Three studies of college students by Baylor University researchers indicate that humble people are more likely to offer time to someone in need than arrogant people. The researchers called this a “surprising” result, based on earlier studies of what motivates people to help others.
They published their research online this week (January 2, 2011) in the Journal of Positive Psychology.
Lead author Jordan LaBouff, Ph.D., a lecturer in psychology at the University of Maine, who collaborated on the research while a doctoral candidate at Baylor, said the researchers were surprised by this result:
The findings are surprising because in nearly 30 years of research on helping behavior, very few studies have shown any effect of personality variables on helping. The only other personality trait that has shown any effect is agreeableness, but we found that humility predicted helping over and above that.
Three studies of college students were carried out to reach this result:
In Study 1, 117 participants who reported themselves as humble also generally reported that they were helpful, even when other important personality factors, such as agreeableness, were statistically controlled. Because people can easily under-report or exaggerate their humility to create a desired impression, the subsequent studies used an implicit measure of humility.

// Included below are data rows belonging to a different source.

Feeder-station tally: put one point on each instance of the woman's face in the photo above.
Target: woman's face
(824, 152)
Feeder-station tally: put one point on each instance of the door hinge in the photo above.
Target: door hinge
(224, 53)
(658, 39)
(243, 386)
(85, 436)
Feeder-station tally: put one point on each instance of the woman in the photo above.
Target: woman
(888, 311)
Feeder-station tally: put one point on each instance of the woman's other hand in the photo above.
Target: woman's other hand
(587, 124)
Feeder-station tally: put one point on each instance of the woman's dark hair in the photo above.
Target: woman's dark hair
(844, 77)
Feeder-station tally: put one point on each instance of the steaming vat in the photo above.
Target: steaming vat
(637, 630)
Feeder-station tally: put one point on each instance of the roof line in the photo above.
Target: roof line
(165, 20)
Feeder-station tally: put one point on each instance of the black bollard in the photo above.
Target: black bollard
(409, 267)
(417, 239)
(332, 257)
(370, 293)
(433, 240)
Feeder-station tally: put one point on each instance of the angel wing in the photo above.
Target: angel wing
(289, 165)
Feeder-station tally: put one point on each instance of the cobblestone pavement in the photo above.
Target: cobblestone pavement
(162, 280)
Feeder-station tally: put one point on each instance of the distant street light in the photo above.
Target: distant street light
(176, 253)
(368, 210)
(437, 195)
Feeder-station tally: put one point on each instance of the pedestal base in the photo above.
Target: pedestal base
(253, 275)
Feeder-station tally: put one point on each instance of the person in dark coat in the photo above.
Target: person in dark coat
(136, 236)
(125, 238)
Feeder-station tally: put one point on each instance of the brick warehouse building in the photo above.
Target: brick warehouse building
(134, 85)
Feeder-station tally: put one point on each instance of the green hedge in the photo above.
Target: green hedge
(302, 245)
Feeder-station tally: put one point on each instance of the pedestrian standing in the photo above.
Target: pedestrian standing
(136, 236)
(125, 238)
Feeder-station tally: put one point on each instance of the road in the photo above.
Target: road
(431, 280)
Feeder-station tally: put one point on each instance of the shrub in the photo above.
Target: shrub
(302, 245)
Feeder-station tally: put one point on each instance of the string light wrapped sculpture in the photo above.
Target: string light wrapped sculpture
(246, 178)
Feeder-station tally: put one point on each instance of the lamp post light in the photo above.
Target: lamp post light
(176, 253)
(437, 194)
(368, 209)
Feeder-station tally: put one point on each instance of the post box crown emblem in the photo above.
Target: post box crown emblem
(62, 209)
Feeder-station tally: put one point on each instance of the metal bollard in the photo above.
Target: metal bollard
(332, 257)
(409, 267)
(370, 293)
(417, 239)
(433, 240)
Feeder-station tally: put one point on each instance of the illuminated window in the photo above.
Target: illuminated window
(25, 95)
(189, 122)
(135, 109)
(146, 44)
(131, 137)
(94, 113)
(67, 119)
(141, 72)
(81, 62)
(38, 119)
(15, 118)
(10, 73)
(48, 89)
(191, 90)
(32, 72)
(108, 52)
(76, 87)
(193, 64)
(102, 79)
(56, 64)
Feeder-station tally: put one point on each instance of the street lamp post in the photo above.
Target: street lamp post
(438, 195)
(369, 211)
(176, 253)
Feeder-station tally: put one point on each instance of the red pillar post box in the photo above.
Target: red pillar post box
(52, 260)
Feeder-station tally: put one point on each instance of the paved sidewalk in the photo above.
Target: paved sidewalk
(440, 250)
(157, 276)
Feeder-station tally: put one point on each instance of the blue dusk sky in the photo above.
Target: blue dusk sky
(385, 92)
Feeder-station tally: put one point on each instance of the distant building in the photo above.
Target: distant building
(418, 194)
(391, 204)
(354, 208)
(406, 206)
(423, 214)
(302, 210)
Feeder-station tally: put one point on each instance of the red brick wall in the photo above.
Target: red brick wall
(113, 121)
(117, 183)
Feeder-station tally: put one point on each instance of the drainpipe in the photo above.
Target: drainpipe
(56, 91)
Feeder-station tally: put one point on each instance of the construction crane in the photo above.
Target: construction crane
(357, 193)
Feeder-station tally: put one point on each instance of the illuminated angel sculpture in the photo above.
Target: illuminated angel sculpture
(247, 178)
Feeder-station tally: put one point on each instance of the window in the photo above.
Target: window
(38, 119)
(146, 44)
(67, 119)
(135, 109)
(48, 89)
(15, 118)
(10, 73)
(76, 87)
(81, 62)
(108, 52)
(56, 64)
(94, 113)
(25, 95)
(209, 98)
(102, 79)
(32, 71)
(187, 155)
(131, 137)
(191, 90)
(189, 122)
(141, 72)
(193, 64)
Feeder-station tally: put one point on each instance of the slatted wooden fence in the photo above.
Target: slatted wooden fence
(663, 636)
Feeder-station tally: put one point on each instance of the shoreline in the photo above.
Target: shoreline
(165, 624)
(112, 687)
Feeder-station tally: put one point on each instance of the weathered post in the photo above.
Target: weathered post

In Study 2, 90 students evaluated a recording they were told might be broadcast later on the campus radio station. The recording described a fellow student who had injured a leg and could not attend class regularly. Each participant was asked how many hours over the next three weeks they would be willing to meet with the injured student to provide aid. Humble persons offered more time to help than less humble ones.
In Study 3, both implicit and self-report measures of humility were used in a study of 103 students, who were asked to associate as quickly as possible traits that applied to themselves. Among stimulus words in the humility association test were humble, modest, tolerant, down to earth, respectful and open-minded. Stimulus words in the arrogance portion included arrogant, immodest, egotistical and conceited. Again, humility was associated with amount of time offered to help a student in need, especially when pressure to help was low.
From a cultural or religious standpoint, this result – that humble people are more helpful – doesn’t seem surprising. After all, the word humility describes the quality of being modest, and respectful. Humility is seen as a virtue in religious and philosophical traditions. According to Wikipedia, the word even carried a connotation of being “connected with notions of transcendent unity with the universe or the divine, and of egolessness.”
If those connotations of the word humility sound in alignment with someone who would be helpful, science hasn’t borne out this connection up to now. Wade C. Rowatt, Ph.D., associate professor of psychology and neuroscience in Baylor’s College of Arts & Sciences, who led the study and co-authored the study, said that past studies have shown that a person’s decision to help someone in need is influenced by:
… temporary personal or situational factors such as time pressure, number of bystanders, momentary feelings of empathy or a person’s own distress.
The research indicates that humility is a positive quality with potential benefits. While several factors influence whether people will volunteer to help a fellow human in need, it appears that humble people, on average, are more helpful than individuals who are egotistical or conceited.
Bottom line: People who self-identify with traits associated with humility – such as modesty, tolerance and respectfulness – are also more likely to offer help to others, according to three studies of college students.